You can use several optimizations and best practices for loading data into hybrid tables:

Hybrid tables provide an optimized bulk loading path that delivers up to 10x faster loading performance than standard loading methods. This optimized bulk loading path is automatically applied when you load data into an empty table using CTAS (CREATE TABLE AS SELECT), COPY INTO, or INSERT INTO SELECT commands. (An empty table is a table that has never contained any data.)

You can verify that the optimization is being used by checking the statistics section of the query profile, where rows will be reported as Number of rows bulk loaded rather than Number of rows inserted.

Note

CTAS operations do not support FOREIGN KEY constraints. If your table requires foreign keys, you must use COPY or INSERT INTO SELECT instead.

For tables that already contain data, the optimized bulk loading path is not currently available. In these cases, loading operations may achieve approximately 1 million records per minute, though this varies based on record size, table structure, and number of indexes.

Warehouse optimization

A warehouse of size X-Small is sufficient for many operational workloads. In order to achieve higher concurrency and throughput on short-running operational queries, increase the compute node count by using a multi-cluster warehouse rather than increasing compute resources with a larger warehouse.

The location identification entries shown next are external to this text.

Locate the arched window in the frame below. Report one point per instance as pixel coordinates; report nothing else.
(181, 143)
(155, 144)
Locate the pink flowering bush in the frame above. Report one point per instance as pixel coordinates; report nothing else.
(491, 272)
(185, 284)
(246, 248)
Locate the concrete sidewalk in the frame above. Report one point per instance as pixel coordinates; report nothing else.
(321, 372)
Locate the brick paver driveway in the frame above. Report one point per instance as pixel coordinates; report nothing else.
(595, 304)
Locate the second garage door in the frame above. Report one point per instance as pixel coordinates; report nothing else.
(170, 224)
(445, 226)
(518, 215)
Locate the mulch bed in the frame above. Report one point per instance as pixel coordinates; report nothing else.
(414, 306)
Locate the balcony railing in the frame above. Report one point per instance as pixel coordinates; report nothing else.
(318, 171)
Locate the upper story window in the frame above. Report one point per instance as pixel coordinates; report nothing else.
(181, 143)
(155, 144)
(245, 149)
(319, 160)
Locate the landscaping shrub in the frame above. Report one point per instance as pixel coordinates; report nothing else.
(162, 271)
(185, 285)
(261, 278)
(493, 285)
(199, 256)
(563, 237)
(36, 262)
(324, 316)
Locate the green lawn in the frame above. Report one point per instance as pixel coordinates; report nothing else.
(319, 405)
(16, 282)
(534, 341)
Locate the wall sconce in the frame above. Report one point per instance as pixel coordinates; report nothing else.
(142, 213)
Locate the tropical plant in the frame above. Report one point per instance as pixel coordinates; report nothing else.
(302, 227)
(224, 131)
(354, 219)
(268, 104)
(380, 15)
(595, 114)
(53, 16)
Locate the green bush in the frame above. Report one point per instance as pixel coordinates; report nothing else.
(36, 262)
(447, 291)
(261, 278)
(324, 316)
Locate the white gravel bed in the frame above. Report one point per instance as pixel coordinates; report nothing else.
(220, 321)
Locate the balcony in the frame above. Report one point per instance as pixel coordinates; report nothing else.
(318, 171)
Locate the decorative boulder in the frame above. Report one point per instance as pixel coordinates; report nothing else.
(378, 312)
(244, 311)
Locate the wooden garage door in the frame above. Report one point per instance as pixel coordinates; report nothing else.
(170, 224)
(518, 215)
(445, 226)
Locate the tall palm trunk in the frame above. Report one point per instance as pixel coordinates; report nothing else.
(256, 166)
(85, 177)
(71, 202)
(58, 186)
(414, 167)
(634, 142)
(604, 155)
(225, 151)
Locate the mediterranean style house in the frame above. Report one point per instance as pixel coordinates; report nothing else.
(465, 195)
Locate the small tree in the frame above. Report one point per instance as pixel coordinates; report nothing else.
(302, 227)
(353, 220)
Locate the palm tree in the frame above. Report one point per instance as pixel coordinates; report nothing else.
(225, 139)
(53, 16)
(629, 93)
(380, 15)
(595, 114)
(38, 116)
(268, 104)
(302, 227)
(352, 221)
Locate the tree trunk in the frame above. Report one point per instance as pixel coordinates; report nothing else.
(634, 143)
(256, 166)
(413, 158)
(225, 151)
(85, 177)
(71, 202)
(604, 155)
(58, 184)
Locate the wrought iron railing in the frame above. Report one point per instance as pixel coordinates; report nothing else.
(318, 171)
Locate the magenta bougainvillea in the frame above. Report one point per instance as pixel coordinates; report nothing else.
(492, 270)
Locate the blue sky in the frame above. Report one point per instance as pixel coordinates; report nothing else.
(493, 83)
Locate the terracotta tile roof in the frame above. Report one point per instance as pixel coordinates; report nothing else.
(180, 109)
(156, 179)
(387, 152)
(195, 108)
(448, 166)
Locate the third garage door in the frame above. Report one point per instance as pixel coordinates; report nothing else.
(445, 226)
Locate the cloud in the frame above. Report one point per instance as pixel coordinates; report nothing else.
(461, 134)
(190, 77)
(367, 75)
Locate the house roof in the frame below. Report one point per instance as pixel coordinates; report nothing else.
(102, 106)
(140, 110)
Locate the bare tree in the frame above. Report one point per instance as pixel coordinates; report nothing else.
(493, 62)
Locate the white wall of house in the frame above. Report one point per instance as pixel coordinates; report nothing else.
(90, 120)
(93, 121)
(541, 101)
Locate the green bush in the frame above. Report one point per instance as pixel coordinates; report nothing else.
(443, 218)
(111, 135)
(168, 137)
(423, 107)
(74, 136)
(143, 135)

If your workload has variable throughput patterns, you can enable autoscaling to reduce consumption when demand is lower. Set the scaling policy to Standard rather than Economy for the best performance and efficiency on workloads that require high throughput or low latency. For more information, see Setting the scaling policy for a multi-cluster warehouse.

In some cases, isolating workloads in separate warehouses might be beneficial to enable independent scaling. If you have a mixed hybrid workload with operational and analytical components, it is beneficial to separate the operational and analytical components into different warehouses. If you cannot separate them and must execute them together on the same warehouse, choose the warehouse size based on the analytical query latency requirements and choose the multi-cluster node count based on what is required to support your workload’s throughput.

Caching and warm-up

The first hybrid table query issued to a newly started warehouse triggers activities such as query planning, index selection, I/O to load data, caching decisions, and, of course query execution. The query engine continues to optimize memory and storage for the query. This time is called the “warm-up” period. Query latency drops until the engine converges on a steady-state latency.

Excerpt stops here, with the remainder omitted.